Several women stressed the importance of developing commonalities with students, and building trust by talking about their own experiences.

I would say that a woman coming into the classroom first time would feel quite intimidated because here I am a white woman - not only white, but free. I'm free to come and go as I please. I think that could be pretty intimidating. . .

The thing I use to break down that difference between Native and non-Native is experiences...I can share about the same experiences that they have experienced and all of a sudden the walls kind of just drop and they are able to say, "Yeah, it's not the fact that she's white that she's separate from us." The fact that I have experienced similar situations and am able to share with the women breaks down that barrier. . . .

I have to be the one to share first and talk to them about how I feel, or how I felt about certain situations and then they feel okay to risk. (LaVera Schiele, Pine Grove Correctional Centre)
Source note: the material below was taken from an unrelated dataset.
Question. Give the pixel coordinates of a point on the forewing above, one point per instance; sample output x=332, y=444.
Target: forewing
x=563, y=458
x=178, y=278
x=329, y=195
At the same time they stressed that we have to be aware that the same experiences can affect us very differently. Being called a cunt doesn't feel any nicer for a woman staff than it does for a student.

Being called a slut. It doesn't threaten me as much, though, because I am staff. I might have to deal with the violent part of it but I'll eventually get some support. The woman student may have to go stand on the same street comer to find shelter tonight. . . . This woman is going to , have to go out on the street and deal with him. So if he's angry at her she can become a victim again and again. (Pat MacNeil, Beat the Street)

And we have to be aware that we have power in the classroom. We have to be very careful not to impose our values on students, particularly when we are working with women from cultural backgrounds different than our own.

If we start questioning a woman's relationship to her husband because from our point of view it's really a sexist relationship - what is that saying to , that woman? Leave your country, leave your family, leave your culture, leave your customs because we have the right way you should be living? Go on welfare? That's the reality. Instead, what we're offering is options. (Paula Davies, College of New Caledonia)

While we were working in widely differing contexts and with a range of activities defined as "woman-positive," some of the most striking learnings from this research resulted from paying attention, often for the first time, to the specific needs of women in the program.

I learned that women all across Canada live the same kind of lives. Even though we're different races, different ages, different class, we all have a lot of common ground. I learned that literacy is really, really important and it's also very difficult for women. A year ago I would not have thought that literacy was harder for a woman to achieve than a man. (Debbie Heagy interview, WEST)

We sat at the Kitchen table and helped each other.